Ktoś zakopał psa w poznańskim lesie. Sprawę wyjaśnia policja
Odkrycia dokonano w weekend.
O sprawie poinformował nas Widz WTK. Na zakopane truchło psa natknął się w lesie w rejonie ulicy Chryzantemowej. - Zgłaszałem straży miejskiej, polecili skontaktować się z policją, ponieważ oni muszą zbadać, czy pies zmarł sam, czy ktoś mu pomógł. Policja była na miejscu - precyzuje.

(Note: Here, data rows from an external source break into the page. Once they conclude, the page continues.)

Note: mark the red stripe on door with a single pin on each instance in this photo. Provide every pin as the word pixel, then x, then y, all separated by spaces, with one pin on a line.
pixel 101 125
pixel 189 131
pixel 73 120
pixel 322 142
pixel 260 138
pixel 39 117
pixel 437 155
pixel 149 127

Policjanci potwierdzają, że zajmują się tą sprawą. - W sobotę otrzymaliśmy informację o martwym psie, który został znaleziony zakopanym w poznańskim lesie - mówi nam mł. asp. Anna Klój z poznańskiej policji. - Obecnie ustalamy, jak się tam znalazł, będziemy też wyjaśniać, czy mamy do czynienia z przestępstwem - dodaje. Policjanci będą więc sprawdzać, czy zwierzęciu ktoś "nie pomógł" odejść z tego świata.
Jeśli okazałoby się, że zwierzę odeszło samoistnie, na przykład ze względu na zaawansowany wiek, osoba, która zakopała psa, może odpowiadać jedynie za wykroczenie. Las nie jest bowiem miejscem, w którym grzebie się zwierzęta. Jeśli natomiast okaże się, że pies został uśmiercony, sprawca może trafić do więzienia nawet na 3 lata. Oczywiście pod warunkiem, że uda się go ustalić.
W przypadku śmierci pupila domowego najbezpieczniejszym i legalnym rozwiązaniem jest pozostawienie jego ciała w klinice weterynaryjnej, pochowanie go na cmentarzu dla zwierząt lub skremowanie.